I’d sunk back in my chair despite my best intentions, distracted by this chain of confidences. My unrestful night was beginning to tell on me: fatigue made every insult more alarming, every new drop of information more portentous. Hoping to encourage him to share more of the latter, however upsetting his attitude, I proffered more detail: “We’ve always valued education from a young age. I knew three languages well by the time I was twelve.” I regretted that last as soon as I said it, and hoped he didn’t ask me which three. I supposed I could count my shoddy Latin, though my parents certainly wouldn’t have.
Sheldon nodded enthusiastically in the face of a theory confirmed. “That sounds like Freddy. Always eager to learn—a little brusque, like your brother here, but that’s understandable, really. I didn’t think the intellect could come from his father’s side. Miss Laverne admitted that the man was a negro, obvious enough from the boy’s skin, and they’re hardly known for intellectual pursuits.”
Caleb stiffened, then took a slow swallow of scotch. “Actually, my fiancée is negro.
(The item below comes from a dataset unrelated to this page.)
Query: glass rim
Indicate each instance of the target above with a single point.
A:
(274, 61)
And she speaks five languages—I saw her pick up the last two in about six months, at the same time.”
“Well, there are always exceptions. I don’t suppose she’d be interested in coming in? In any case, if Freddy is any indication, I commend you on what’s likely to be a profitable match.” He smiled and put his glass down. “And an unusual one, I imagine. Your skull structure is really extraordinary—whatever lineage you come from must be relatively isolated. A small group?” He tilted his head invitingly.
Caleb turned to me, teeth bared in a not entirely friendly grin. “He wonders if we’re inbred, sister dear.”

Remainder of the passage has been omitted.